The feeling of freedom from anxiety wasn’t what I’d expected. But finally, other than being careful and avoiding the conspiracy-theory crowd entirely, we had a realistic protection against the wretched disease. After just one jab, it’s not the whole deal, but my body now has the tool it needs to build advance resistance to the virus, assuming I’ve not already encountered and defeated it sub-clinically.
And the day just looked brighter as a result. We walked to a place for lunch, ran into a mutual friend who had also just had her jab and was feeling similarly relieved, and felt more gratitude than we had in months.
I had to go home to wait for a man to deliver a load of water, as I mentioned in my last post, so home I went after finishing my enchiladas.
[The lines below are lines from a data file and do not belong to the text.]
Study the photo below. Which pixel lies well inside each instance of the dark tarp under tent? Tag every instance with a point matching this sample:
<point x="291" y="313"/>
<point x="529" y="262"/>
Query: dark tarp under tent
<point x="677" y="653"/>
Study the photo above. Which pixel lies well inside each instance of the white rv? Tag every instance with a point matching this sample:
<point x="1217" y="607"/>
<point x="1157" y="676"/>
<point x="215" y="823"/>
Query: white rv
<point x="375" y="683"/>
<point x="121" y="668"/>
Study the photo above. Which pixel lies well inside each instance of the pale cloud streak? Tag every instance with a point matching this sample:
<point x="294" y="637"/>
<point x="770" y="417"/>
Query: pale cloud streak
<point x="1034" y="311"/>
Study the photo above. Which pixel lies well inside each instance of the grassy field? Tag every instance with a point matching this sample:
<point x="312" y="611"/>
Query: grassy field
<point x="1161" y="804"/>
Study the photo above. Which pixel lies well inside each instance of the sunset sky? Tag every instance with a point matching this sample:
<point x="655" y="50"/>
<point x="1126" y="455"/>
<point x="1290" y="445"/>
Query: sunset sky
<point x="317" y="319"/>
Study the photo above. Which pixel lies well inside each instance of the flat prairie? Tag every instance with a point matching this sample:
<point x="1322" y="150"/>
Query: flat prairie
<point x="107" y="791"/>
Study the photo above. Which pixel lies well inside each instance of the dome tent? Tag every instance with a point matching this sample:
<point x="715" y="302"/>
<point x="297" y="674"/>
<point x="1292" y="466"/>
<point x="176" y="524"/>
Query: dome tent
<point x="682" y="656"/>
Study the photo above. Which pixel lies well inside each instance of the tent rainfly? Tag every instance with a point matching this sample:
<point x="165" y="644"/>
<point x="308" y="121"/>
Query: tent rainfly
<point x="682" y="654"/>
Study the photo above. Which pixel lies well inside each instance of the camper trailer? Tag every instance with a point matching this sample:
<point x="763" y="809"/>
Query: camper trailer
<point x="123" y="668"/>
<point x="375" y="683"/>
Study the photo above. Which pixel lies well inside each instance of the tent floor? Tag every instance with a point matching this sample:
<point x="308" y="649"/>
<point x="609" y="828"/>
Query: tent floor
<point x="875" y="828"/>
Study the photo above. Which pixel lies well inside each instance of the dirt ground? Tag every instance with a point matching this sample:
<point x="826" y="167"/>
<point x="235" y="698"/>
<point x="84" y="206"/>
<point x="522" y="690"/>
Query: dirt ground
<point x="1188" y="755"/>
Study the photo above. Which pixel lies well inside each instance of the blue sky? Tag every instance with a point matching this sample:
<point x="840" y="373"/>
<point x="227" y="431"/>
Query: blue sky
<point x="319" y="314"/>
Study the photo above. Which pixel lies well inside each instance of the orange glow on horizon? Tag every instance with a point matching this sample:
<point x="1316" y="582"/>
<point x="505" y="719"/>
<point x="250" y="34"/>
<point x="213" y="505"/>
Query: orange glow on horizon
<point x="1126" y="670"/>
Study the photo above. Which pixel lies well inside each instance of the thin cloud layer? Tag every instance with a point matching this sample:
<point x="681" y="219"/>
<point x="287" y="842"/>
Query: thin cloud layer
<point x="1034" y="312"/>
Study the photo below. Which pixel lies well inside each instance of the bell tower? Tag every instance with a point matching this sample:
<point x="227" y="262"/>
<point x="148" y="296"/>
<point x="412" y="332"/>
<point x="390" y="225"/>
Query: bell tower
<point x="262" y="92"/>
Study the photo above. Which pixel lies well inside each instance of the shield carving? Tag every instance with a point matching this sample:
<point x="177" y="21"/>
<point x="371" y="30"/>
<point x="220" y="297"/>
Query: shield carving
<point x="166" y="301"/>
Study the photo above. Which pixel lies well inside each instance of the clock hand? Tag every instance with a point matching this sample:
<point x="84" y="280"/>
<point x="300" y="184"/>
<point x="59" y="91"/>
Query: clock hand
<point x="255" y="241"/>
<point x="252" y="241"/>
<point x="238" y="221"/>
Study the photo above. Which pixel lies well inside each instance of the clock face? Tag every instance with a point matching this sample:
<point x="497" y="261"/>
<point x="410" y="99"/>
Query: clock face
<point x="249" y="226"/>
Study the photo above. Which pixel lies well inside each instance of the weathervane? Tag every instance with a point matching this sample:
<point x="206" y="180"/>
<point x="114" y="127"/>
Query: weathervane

He came when expected, and later so did Jorge, our local blacksmith, who was coming to examine the front gate of the small house I’m fixing so I can rent it out.
Indeed, if the pump on the water truck hadn’t surged fiercely, making the hose jump so that it bent the inner security gate out of alignment, and soaking the garage area, I’d have had a perfect day. But jump it did, and Jorge has to see if he can fix that gate, too. And Rem, my canine anarchist for whom the inner gate had to be installed in the first place, tried to bite Jorge, though thankfully he only chomped on a mouthful of jeans.

So, apart from facing a combined 1,300 peso repair bill, and having to apologise for Rem’s over-protectiveness, this was a semi-perfect day. Either way, I have the jab now. If I do run into anti-vax evangelists in town, I can tell them I put my deltoid muscle where my mouth is, and I now consider myself a superior human as a result. Or at least a pandemically insulated one.